Por qué ‘La la land’

En defensa de ‘La la land’

Febrero 27, 2017 - 12:05 a.m. Por: Paola Guevara

Mucho se ha escrito sobre ‘La la land’. Se dice, por ejemplo, que se trata de una película edulcorada, sobrevalorada, innecesaria, fatua, anticuada, un escape frívolo para tiempos difíciles; una afrenta racista donde un blanco salva al jazz y donde el único negro de la película aparece solo para pervertir esta música y convertirla en un éxito comercial.
Leí, incluso, a un comentarista de cine que la acusaba de ser el resumen del pensamiento de Trump sobre el clásico sueño americano, blanco y 100% libre de inmigrantes latinos y musulmanes.

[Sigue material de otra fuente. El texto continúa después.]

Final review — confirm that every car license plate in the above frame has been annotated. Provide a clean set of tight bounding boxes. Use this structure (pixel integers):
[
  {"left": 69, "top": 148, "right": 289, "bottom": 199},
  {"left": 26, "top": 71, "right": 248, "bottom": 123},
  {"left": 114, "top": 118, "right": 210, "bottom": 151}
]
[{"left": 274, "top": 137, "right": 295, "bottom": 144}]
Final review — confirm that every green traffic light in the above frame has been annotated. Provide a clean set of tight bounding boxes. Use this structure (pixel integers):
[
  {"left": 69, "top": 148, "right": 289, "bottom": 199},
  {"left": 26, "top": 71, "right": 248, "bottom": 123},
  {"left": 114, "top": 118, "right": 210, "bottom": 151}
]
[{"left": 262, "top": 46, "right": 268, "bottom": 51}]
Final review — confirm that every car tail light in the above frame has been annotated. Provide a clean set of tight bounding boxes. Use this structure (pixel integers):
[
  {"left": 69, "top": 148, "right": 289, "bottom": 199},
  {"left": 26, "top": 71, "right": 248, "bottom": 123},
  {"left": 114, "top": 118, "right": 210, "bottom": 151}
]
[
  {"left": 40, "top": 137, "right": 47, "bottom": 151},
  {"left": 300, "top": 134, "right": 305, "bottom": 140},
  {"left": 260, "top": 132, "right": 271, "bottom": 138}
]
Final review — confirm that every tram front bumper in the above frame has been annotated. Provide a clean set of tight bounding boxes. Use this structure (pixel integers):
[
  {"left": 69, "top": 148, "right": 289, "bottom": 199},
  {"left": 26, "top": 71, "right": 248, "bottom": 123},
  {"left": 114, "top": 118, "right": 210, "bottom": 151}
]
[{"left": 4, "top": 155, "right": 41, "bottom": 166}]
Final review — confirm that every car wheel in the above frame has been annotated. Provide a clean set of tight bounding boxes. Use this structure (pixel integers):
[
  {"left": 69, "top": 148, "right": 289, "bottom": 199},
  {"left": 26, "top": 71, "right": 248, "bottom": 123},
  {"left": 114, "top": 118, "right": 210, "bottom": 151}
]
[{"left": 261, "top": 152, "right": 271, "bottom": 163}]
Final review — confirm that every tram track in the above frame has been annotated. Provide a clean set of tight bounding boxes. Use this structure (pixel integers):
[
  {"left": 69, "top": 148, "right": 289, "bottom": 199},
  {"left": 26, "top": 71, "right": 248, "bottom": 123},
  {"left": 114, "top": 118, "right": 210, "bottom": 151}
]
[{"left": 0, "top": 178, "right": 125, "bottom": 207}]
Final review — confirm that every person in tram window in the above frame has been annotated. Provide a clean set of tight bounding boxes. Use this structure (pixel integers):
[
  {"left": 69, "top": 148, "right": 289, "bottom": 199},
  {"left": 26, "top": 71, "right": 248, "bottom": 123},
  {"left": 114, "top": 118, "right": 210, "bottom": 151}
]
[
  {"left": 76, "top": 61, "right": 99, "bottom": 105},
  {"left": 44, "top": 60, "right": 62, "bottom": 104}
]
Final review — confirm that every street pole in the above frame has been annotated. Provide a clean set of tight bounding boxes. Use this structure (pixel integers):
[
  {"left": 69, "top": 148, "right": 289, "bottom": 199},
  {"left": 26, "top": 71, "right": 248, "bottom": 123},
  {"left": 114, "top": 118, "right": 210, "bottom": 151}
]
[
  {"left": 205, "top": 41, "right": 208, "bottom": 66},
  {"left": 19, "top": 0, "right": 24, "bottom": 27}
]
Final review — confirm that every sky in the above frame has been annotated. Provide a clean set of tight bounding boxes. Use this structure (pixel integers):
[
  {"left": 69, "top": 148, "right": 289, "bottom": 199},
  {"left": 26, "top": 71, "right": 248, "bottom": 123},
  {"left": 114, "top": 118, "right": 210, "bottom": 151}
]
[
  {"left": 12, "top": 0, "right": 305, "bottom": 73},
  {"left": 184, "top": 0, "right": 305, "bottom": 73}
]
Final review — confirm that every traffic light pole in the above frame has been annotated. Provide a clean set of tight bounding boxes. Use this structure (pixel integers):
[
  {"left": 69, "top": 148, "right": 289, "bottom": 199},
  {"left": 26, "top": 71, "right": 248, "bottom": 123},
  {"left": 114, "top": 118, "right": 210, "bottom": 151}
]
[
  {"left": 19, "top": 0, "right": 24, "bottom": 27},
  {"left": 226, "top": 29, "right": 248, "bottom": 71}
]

Qué ganas de politizarlo todo. Ahora se le exige un discurso electoral, racial y sociogeopolítico hasta a la más inofensiva de las películas de Hollywood.

Justamente ese es el encanto de ‘La la land’: que no hace ninguna de esas cosas. Es cine por el puro placer del cine. Es un homenaje a esa máquina de sueños llamada Hollywood.

No es realista, dicen, y qué bueno que no lo sea. Que subsista un espacio simbólico donde los enamorados vuelen entre estrellas, leviten y se sepan los mismos pasos de tap tras la primera mirada. Que un pianista blanco busque algo tan pretencioso como salvar el jazz, con la grandilocuencia de su juventud. Que una actriz debutante enaltezca a los tontos, a los frágiles, a los soñadores. Que los dos se reconozcan causantes de un gran desastre amoroso en medio de su apabullante narcisismo.

Podrán decir lo que sea. Pero si sienten que la película es frívola quizá se hayan quedado solo observando el vestuario y los pasos de baile porque, en el fondo de tanta vistosidad aparentemente liviana, ‘La la land’ es una demoledora disección amorosa que grita a la cara: no tenías que salvar al mundo, ni al jazz, ni a los monólogos femeninos, solo tenías que salvar el amor y lo demás habría hallado la manera de salvarse por sí mismo.

La forma de ‘La la land’ quizá encandila, embelesa con su música y sus perfectas secuencias imposibles, pero solo como antesala para plantearnos la más brutal y despiadada de todas las preguntas amorosas: qué hubiera sido si... El doloroso y eterno ‘What if’ que para los realistas es inocuo pero que, para los soñadores, tiene todo el sentido del mundo.

Hay amores que nos conducen a nuestro destino, sin ser ellos nuestro destino. He ahí la tragedia que solo podremos digerir con una buena sobredosis de jazz, de baile, de vestidos hermosos, de museos y ciudades bañadas de luz dorada. Para todo lo demás, está el noticiero del medio día.